Afterwards, I discovered that God had been speaking to one of our women about the exact thing he was leading me to do. She was sure that God was doing something in relation to foot washing. She didn’t say anything to anyone, perhaps for the same reason I felt I should not discuss my side of things with anyone. But she was watching for it. 

At the very same time that I was on the verge of giving up on this idea because it felt so unusual and insecure to me, this person had discovered the water basin and towels I had already prepared in another room. I did not know this at the time. Afterwards I was horrified to think of the damage I would have done if I had disobeyed what the Spirit was leading me to do. At the same time, because I obeyed and joined God’s work, it spoke to this person very clearly about God’s leading. 

I do not know if anything will ever happen to restore us to the people who left our ministry. However, as I make another journey through the chapters of God’s word that describe Jesus’ suffering and death, I do know that God is teaching me to continue seeking the mind of Christ no matter how many betrayals, denials, and desertions I experience. 

As that relates to soon going back to a flood-ravaged community, I am sure there will be some acts of service required today with my family, and expressions of love to show community members when we get home. With that in mind, I am willingly surrendering to the Spirit and whatever he has to do to me to lead me into this work. Jesus is my example, and the Savior who makes it possible to be like him.

 

© 2021 Monte Vigh ~ Box 517, Merritt, BC, V1K 1B8

Email: in2freedom@gmail.com

Unless otherwise noted, Scriptures are from the English Standard Version (The Holy Bible, English Standard Version. ESV® Text Edition: 2016. Copyright © 2001 by Crossway Bibles, a publishing ministry of Good News Publishers.)

 

 

 



[1] Slow-track thinking is what we would call our conscious thoughts. It is the part of our brain we use to consciously think things through, or carry-on conversations, or write blog posts. Fast-track thinking is what our brains are doing faster than we can keep up. It is the way we have automatic responses to things we haven’t thought through. When we walk in a room and immediately feel drawn to one person while wanting to avoid another, we are experiencing the fast-track reading people and situations and reacting faster than our slow-track can process.

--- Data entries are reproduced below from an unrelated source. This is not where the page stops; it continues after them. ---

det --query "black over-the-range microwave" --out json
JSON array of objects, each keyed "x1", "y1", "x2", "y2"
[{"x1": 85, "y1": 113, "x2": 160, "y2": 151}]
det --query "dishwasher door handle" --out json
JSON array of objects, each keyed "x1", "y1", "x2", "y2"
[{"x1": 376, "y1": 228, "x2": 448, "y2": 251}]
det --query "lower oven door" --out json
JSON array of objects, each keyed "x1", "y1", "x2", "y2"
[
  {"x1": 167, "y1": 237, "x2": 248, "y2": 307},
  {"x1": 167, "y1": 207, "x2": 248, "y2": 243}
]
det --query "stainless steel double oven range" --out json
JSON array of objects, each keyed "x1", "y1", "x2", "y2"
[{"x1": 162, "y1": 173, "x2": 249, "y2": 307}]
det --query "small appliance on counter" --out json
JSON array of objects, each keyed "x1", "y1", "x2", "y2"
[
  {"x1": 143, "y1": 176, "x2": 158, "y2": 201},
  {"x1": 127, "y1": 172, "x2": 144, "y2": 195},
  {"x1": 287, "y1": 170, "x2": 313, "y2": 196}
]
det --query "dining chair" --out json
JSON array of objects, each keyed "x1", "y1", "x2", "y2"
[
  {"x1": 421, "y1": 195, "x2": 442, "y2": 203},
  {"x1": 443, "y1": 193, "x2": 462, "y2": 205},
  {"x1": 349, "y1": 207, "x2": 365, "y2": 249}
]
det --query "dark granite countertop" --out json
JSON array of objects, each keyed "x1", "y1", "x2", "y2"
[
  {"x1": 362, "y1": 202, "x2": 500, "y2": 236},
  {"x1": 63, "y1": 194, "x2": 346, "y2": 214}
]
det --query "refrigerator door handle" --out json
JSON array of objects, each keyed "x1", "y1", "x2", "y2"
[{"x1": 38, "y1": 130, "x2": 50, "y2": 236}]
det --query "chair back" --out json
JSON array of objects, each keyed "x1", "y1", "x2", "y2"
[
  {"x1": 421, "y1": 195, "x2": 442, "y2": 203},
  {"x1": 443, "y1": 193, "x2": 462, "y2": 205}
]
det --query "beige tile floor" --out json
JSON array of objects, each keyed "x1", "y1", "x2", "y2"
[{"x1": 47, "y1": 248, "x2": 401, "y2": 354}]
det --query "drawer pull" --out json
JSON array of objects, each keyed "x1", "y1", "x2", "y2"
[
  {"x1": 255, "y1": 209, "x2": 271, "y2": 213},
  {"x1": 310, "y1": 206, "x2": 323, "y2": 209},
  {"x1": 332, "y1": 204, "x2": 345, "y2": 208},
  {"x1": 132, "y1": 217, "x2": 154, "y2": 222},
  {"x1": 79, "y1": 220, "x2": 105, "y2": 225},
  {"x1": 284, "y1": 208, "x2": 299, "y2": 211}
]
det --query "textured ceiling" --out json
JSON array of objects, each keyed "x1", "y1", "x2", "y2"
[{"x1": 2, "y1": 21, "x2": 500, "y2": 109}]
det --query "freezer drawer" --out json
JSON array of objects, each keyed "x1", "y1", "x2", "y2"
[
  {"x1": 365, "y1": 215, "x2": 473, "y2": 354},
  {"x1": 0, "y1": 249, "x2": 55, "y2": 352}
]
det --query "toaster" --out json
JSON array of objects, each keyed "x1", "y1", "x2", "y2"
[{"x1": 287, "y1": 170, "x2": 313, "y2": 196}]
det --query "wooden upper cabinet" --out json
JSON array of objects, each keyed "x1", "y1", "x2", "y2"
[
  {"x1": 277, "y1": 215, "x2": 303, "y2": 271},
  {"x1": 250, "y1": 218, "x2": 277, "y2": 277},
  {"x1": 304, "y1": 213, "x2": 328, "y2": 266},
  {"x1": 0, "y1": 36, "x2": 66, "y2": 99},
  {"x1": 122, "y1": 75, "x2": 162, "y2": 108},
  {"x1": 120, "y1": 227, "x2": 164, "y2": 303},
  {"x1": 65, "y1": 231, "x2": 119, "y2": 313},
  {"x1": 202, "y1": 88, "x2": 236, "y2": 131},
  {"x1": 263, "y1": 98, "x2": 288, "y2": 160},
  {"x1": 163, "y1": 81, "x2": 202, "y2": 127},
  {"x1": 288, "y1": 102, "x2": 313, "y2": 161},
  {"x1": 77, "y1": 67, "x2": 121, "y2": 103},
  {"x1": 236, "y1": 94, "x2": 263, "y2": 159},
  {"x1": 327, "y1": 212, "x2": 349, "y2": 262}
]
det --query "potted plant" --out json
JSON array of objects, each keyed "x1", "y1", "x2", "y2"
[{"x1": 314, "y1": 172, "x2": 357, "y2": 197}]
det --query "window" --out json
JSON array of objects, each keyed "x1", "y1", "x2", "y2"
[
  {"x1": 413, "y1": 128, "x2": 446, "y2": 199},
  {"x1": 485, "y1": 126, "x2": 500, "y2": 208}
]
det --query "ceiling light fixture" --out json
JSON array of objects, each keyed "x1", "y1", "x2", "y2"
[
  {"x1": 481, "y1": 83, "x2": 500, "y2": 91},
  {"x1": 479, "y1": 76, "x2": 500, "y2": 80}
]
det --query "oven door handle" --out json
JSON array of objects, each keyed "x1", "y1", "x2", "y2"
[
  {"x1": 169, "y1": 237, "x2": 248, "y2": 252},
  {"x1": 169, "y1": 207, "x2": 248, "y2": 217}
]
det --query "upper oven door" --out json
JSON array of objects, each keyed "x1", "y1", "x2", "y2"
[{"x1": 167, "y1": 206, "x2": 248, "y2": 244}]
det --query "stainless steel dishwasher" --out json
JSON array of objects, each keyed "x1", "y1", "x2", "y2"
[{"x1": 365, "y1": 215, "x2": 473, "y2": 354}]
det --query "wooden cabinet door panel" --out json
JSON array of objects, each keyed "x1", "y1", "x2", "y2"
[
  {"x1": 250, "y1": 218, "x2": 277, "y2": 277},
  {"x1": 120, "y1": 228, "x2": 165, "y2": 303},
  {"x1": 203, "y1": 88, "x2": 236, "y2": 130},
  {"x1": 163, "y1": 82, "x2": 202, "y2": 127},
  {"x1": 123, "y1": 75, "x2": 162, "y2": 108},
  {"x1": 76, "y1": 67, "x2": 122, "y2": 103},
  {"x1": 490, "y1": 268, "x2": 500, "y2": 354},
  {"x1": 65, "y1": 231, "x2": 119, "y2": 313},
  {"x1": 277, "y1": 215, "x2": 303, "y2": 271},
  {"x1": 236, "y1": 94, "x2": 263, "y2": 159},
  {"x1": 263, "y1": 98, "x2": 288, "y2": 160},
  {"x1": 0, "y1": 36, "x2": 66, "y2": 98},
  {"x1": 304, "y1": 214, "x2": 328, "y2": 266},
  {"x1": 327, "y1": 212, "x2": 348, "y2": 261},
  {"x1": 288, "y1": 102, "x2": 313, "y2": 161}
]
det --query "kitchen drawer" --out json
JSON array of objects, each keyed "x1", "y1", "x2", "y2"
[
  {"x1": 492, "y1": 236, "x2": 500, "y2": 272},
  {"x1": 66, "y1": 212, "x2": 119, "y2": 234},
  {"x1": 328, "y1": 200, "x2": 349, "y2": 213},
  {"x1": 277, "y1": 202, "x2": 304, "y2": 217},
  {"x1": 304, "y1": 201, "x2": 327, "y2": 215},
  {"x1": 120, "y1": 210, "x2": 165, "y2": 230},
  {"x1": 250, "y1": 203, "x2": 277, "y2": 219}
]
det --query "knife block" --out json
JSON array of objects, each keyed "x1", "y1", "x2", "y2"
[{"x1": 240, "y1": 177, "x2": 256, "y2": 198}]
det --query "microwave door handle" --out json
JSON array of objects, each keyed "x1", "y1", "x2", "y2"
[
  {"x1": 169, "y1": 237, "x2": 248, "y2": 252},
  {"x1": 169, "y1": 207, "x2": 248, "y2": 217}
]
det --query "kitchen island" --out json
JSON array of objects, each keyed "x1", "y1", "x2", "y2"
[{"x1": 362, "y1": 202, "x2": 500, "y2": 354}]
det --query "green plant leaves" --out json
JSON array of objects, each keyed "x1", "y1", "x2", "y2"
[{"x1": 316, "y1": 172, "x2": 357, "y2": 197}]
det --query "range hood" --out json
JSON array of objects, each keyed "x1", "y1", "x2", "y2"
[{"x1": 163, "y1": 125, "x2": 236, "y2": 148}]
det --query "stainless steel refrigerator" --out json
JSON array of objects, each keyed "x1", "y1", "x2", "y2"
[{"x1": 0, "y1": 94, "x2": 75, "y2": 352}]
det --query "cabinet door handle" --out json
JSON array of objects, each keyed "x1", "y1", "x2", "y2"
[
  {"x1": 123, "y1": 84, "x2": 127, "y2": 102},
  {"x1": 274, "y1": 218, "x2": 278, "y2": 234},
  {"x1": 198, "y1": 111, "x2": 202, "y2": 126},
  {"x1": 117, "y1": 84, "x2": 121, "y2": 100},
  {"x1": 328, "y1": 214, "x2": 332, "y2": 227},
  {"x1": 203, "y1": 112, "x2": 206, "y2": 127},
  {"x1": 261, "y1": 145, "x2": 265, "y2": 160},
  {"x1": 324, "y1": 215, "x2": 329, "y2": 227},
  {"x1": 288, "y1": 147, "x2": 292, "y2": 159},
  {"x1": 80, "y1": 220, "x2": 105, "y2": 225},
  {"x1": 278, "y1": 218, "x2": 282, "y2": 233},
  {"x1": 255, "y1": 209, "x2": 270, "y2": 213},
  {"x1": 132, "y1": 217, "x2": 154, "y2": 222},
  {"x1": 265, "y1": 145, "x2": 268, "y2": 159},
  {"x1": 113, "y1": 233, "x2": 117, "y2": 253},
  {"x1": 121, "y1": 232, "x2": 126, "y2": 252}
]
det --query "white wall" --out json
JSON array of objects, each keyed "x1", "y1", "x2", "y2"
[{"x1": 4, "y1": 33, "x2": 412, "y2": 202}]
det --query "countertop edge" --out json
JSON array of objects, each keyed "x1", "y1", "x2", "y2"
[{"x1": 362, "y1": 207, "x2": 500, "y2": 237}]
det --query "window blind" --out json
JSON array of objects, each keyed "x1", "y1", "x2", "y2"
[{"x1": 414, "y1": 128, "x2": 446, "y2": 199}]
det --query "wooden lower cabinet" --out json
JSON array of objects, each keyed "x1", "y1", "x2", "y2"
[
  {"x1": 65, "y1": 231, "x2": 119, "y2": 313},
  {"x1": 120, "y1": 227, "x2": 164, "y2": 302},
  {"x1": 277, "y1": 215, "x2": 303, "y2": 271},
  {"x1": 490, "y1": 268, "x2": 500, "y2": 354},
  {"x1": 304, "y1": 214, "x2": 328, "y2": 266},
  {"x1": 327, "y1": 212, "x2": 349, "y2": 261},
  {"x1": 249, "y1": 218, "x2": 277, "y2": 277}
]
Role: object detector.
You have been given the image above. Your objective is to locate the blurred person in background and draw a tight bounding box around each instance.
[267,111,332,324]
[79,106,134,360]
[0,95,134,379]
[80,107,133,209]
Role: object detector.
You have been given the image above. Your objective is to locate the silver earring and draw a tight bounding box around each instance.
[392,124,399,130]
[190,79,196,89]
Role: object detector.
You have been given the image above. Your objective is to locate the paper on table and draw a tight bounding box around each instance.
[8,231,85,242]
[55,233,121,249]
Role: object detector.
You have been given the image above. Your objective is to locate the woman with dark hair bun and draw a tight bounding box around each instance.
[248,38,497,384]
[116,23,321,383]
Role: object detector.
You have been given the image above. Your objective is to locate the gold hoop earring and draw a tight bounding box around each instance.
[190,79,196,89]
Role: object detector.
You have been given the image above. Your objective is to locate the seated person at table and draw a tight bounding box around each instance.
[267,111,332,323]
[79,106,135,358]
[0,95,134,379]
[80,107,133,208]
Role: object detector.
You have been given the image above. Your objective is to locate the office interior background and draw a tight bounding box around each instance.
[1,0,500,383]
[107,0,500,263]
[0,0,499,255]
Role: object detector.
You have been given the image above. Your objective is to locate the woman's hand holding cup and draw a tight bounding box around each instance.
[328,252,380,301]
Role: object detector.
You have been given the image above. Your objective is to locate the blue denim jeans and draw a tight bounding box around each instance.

Even if this doesn’t make a whole lot of sense, it’s just something I am now aware of about myself, and something that makes me marvel at the mind of Christ that is not limited to the functioning of our brains with all our corresponding baggage of thoughts and emotions that often seem to have a mind of their own.

[2] The New Testament is full of references to the flesh (“sark” or “sarx” in the original Greek), always as an enemy of life in the Spirit. When the flesh believes it knows something, it cannot conceive of God’s way of seeing things, but is convinced that its way is the right way. Dissociation is the ability of our brains/minds to separate our mind/emotions from traumatic experiences so we are not constantly living with the conscious awareness of our trauma. This means that a dissociative person will have an incomplete view of some situations while feeling like they have the whole view and the only view that feels right to them. “Enemy mode” is a new expression that summarizes what is happening in our brains when the relational-mode level of our brains turns off out of fear and we are unable to read situations in a relational way. Again, this view cannot factor in all the information of what is going on, reads everything as if it is dealing with enemies, and imagines its view is the best one (lessons from, The Joy Switch, © 2021 Chris Coursey, Northfield Publishing). What this means is that I must be far more understanding of why it is so difficult for people to agree on situations, and make the focus on each person trying to attach to the mind of Christ so that what he knows changes what we believe, how we feel, and what we do. Until we want to know what Jesus knows, we will have tremendous difficulty resolving relationship conflicts.